Basque Country wants European…

Basque Country wants European directive on reuse of software


The European Union should start working on a directive on openness and reuse of software applications, says Serafín Olcoz Yanguas, the outgoing chief information officer of Basque Country. Governments that switch to free and open source software contribute to the economy and improve productivity, he argues. "It is a more efficient business model than that of the proprietary software industry."

Governments using open source create future benefits (CApital EXpenditures), as part of their OPerational EXpenditure, argues Olcoz. "It creates a virtuous loop between the public and private sector, with a recurring public contribution."

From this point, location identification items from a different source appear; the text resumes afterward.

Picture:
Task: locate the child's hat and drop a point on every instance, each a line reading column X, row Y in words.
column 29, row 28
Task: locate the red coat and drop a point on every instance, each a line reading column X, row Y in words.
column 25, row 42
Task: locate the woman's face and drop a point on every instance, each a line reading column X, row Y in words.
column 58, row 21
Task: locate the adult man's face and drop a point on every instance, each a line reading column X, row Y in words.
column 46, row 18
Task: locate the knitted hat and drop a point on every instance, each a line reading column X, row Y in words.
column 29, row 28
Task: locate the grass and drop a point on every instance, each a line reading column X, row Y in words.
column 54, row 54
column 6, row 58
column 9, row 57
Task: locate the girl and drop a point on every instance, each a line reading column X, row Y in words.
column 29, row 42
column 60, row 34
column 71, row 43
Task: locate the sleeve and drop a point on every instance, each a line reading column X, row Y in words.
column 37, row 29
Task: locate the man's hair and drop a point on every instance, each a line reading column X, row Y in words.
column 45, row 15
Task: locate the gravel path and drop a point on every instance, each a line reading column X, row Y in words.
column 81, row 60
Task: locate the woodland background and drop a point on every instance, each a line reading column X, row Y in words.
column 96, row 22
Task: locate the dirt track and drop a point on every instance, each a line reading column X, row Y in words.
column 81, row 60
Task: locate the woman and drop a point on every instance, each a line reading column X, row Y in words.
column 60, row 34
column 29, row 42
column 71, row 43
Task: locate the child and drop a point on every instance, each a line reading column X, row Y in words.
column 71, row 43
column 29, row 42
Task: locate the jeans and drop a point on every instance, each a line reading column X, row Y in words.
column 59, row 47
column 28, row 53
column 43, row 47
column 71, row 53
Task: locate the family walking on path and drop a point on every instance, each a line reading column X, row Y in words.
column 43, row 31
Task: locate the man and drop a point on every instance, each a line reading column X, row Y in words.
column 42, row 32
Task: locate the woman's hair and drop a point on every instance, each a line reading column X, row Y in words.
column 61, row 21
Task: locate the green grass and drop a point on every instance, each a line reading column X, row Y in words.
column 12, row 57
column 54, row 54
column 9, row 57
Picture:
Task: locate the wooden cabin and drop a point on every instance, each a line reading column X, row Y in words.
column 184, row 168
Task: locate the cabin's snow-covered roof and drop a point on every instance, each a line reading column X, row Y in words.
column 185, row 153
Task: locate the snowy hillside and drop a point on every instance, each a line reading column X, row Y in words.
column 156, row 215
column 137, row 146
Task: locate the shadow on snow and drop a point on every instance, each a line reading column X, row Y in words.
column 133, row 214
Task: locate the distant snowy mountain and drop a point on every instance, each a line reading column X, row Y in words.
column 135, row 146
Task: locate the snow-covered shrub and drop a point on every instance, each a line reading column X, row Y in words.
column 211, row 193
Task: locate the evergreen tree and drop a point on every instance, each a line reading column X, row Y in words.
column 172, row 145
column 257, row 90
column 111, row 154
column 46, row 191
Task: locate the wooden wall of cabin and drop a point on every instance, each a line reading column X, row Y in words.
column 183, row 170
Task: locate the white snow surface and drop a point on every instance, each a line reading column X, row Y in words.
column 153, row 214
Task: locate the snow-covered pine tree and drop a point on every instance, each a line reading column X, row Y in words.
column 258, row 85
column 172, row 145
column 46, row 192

Olcoz launched his proposal during the Libre Software World Conference, which took place in Santiago de Compostela on 18 and 19 October. The CIO says that the EU directive should be based on the decree proposed by the Basque government in July and approved as a policy in September. That law says that all software developed for the government publicly must be made available as open source.

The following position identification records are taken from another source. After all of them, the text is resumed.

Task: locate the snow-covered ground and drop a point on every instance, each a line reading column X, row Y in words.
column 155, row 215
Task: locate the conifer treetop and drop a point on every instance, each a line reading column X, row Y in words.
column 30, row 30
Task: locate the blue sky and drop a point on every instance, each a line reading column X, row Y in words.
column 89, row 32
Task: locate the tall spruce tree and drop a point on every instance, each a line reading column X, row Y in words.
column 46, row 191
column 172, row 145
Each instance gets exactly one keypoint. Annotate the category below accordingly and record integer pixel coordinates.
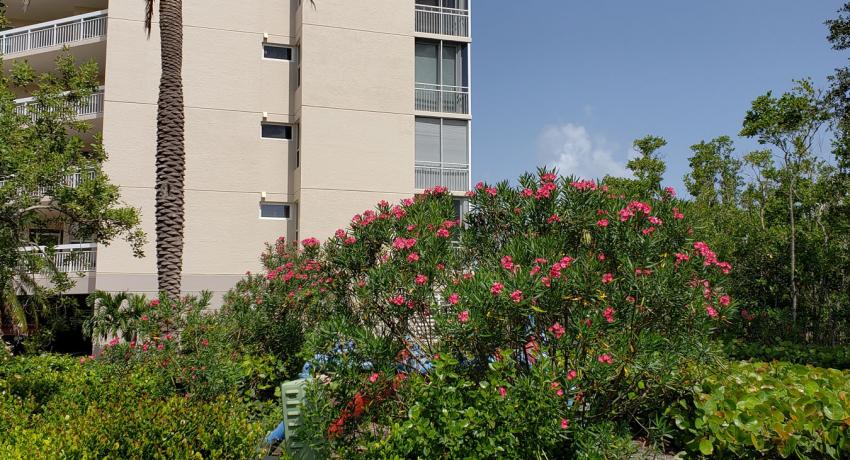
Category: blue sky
(573, 83)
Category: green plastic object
(292, 397)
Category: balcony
(45, 35)
(91, 107)
(442, 98)
(71, 180)
(439, 20)
(454, 177)
(70, 258)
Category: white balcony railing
(70, 258)
(64, 31)
(89, 107)
(71, 180)
(442, 98)
(454, 177)
(442, 21)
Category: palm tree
(170, 152)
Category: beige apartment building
(299, 114)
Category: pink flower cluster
(403, 243)
(710, 258)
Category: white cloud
(572, 150)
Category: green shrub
(835, 357)
(760, 409)
(57, 407)
(619, 295)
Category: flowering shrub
(618, 297)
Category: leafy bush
(835, 357)
(58, 407)
(617, 294)
(760, 409)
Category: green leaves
(759, 409)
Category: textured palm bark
(170, 152)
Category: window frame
(287, 206)
(292, 51)
(271, 123)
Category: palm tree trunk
(170, 153)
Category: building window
(442, 141)
(274, 211)
(441, 63)
(279, 52)
(276, 131)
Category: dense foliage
(603, 304)
(760, 409)
(53, 407)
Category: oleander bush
(618, 297)
(767, 410)
(59, 407)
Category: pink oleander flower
(496, 288)
(516, 296)
(557, 330)
(608, 314)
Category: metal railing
(90, 106)
(54, 33)
(454, 177)
(442, 98)
(71, 180)
(442, 21)
(69, 258)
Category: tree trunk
(170, 153)
(793, 246)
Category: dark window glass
(277, 52)
(275, 131)
(274, 211)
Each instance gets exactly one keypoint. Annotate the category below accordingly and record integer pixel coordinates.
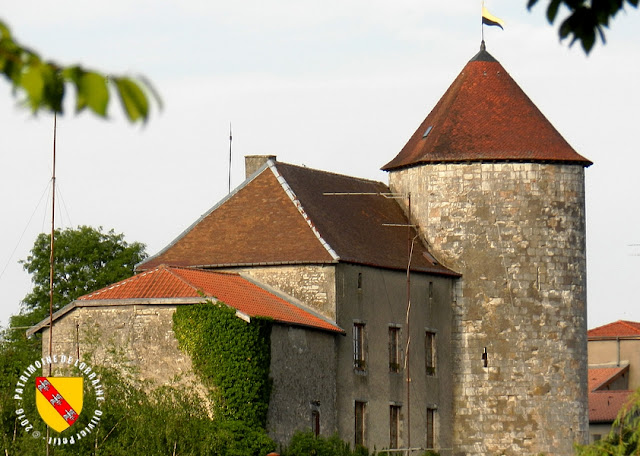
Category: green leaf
(552, 10)
(132, 98)
(32, 81)
(93, 92)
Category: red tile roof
(620, 328)
(600, 377)
(284, 215)
(232, 289)
(485, 116)
(605, 405)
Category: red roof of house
(232, 289)
(485, 116)
(289, 214)
(600, 377)
(605, 405)
(620, 328)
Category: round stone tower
(498, 195)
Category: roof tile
(605, 405)
(230, 288)
(291, 214)
(485, 116)
(620, 328)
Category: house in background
(614, 372)
(460, 287)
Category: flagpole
(481, 21)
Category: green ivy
(231, 357)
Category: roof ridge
(184, 232)
(631, 326)
(120, 283)
(298, 204)
(332, 173)
(173, 272)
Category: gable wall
(314, 285)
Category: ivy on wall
(231, 357)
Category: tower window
(431, 415)
(394, 426)
(394, 349)
(315, 422)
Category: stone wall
(381, 302)
(516, 232)
(303, 364)
(139, 339)
(136, 338)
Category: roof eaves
(110, 302)
(611, 378)
(202, 217)
(293, 301)
(294, 199)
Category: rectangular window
(394, 426)
(360, 408)
(315, 422)
(394, 349)
(430, 352)
(431, 414)
(359, 361)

According to Olcoz, the Spanish national government is now working on a similar Royal Decree.

The CIO's call is supported by the Association of Free Software Companies of the Basque Country (ESLE), Cenatic, Spain's national resource centre on open source and CTIC, a semi governmental ICT research centre.

It remains to be seen if Olcoz and his coalition of supporters will be able to continue their work. Following the elections in Basque Country, it is expected that the new government will appoint political supporters in the IT department. "We hope that the new government will continue the work of Olcoz and his department", said a spokesperson of the outgoing government. "We will know in about two months from now."

David Olmos, president of ESLE says he is contacting all political parties, to make them understand that a switch to free and open source has nothing to do with party ideologies. The coalition meanwhile continues to work with the Spanish national government. "If we can get a Royal Decree, it would involve all of Spain's autonomous regions."